Do I Have To Get Married?
There are many teens and young adults who think that marriage is a cure-all for what ails them. They believe that they have to get married in order to really experience life. Some make marriage their only goal in life. However, neither being single nor being married makes life easy, nor should singleness or the married state be regarded as our ultimate goal. Each has its own particular challenges, as well as blessings and opportunities to serve our Lord.
One day a young medical student was given a tour of the hospital where he would be training for the next two years. The resident led him into a small room where two men were sitting. Both were staring blankly at the wall. They were unshaven and very thin. Each had a look of desperation on their faces.
The young medical student mustered up his courage, went up to them and loudly asked, “How ya doing today?” Neither responded.
The medical student repeated his question, a little more loudly—“HOW YA DOING TODAY?”
Again, neither responded.
The medical student looked at the resident and asked, “What’s wrong with them?”
The resident replied, “The guy in bed number one was madly in love with this girl. She married another guy and this fella never got over it.
“And what about the other man?” the student asked.
“He’s the guy who got the girl.”
This story illustrates a very important point: Marriage won’t solve all of your problems, and being single won’t either.
The Christian’s Focus
In 1 Corinthians 7 the Apostle Paul writes by the inspiration of the Holy Spirit and gives needed counsel.
Ye are bought with a price; be not ye the servants of men. Brethren, let every man, wherein he is called, therein abide with God. Now concerning virgins I have no commandment of the Lord: yet I give my judgment, as one that hath obtained mercy of the Lord to be faithful. I suppose therefore that this is good for the present distress, I say, that it is good for a man so to be. Art thou bound unto a wife? Seek not to be loosed. Art thou loosed from a wife? seek not a wife. But and if thou marry, thou hast not sinned; and if a virgin marry, she hath not sinned. Nevertheless such shall have trouble in the flesh: but I spare you. But this I say, brethren, the time is short: it remaineth, that both they that have wives be as though they had none; And they that weep, as though they wept not; and they that rejoice, as though they rejoiced not; and they that buy, as though they possessed not, And they that use this world, as not abusing it: for the fashion of this world passeth away. But I would have you without carefulness.
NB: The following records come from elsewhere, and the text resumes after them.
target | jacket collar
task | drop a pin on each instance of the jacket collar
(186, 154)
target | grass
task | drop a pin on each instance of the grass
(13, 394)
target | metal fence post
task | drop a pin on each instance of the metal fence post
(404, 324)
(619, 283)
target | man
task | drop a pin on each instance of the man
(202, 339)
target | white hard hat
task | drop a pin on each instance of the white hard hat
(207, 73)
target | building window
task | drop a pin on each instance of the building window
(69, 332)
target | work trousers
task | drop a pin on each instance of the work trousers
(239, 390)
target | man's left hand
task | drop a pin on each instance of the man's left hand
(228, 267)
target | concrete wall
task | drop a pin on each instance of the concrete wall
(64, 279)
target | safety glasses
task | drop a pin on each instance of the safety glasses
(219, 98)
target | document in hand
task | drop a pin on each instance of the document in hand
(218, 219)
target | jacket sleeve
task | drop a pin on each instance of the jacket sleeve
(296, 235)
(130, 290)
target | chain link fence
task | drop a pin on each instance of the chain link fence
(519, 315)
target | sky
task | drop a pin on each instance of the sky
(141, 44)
He that is unmarried careth for the things that belong to the Lord, how he may please the Lord: But he that is married careth for the things that are of the world, how he may please his wife (vss.23-33).
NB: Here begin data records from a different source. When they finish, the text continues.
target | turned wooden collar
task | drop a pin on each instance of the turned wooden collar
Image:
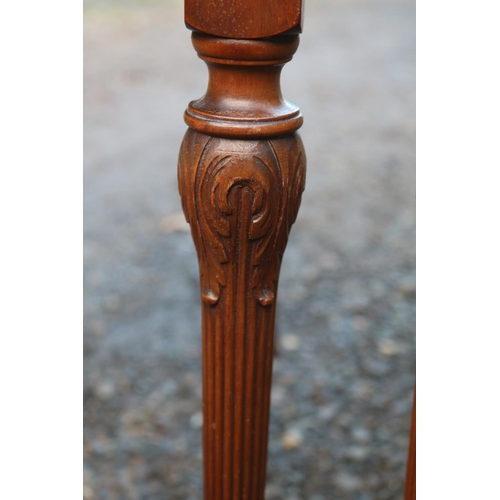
(255, 107)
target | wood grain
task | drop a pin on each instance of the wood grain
(241, 175)
(411, 466)
(246, 197)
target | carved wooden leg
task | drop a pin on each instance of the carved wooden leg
(241, 175)
(411, 465)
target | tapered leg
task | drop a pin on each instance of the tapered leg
(241, 177)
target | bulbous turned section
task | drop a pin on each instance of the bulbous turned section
(243, 99)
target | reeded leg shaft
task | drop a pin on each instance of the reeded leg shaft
(241, 176)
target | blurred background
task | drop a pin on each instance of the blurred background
(345, 368)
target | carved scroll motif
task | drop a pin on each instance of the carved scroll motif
(241, 198)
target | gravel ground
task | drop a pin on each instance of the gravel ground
(344, 372)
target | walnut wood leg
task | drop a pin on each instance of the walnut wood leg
(411, 466)
(241, 176)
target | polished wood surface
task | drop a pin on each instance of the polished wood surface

I have quoted this entire passage because it puts the whole issue of marriage, and many other legitimate institutions and pursuits, into proper perspective. “But this I say, brethren, the time is short”; and “they that use this world, as not abusing it.”
Several years ago I was living in Sacramento, California. One Sunday morning I left early to drive to a church about 150 miles to the south, where I was supposed to preach in the eleven a.m. service.
As the sun came up over the Sierra Mountains to the east, the sight was unbelievably spectacular. I had to pull over and just take in the sights. I always brought along my camera for such a moment and took a few pictures. The jagged peaks, some reaching up to 14,000 feet, were silhouetted by the sunlight with rays of yellow and orange made fiery by the alpine snow. I could have spent the whole day there—but didn’t. I was on a mission. I was scheduled to preach the Word of God.
There was nothing wrong with stopping for a while, or taking a few pictures—perfectly legitimate. And there is nothing wrong with marriage. But it is certainly not the end, and purpose of life.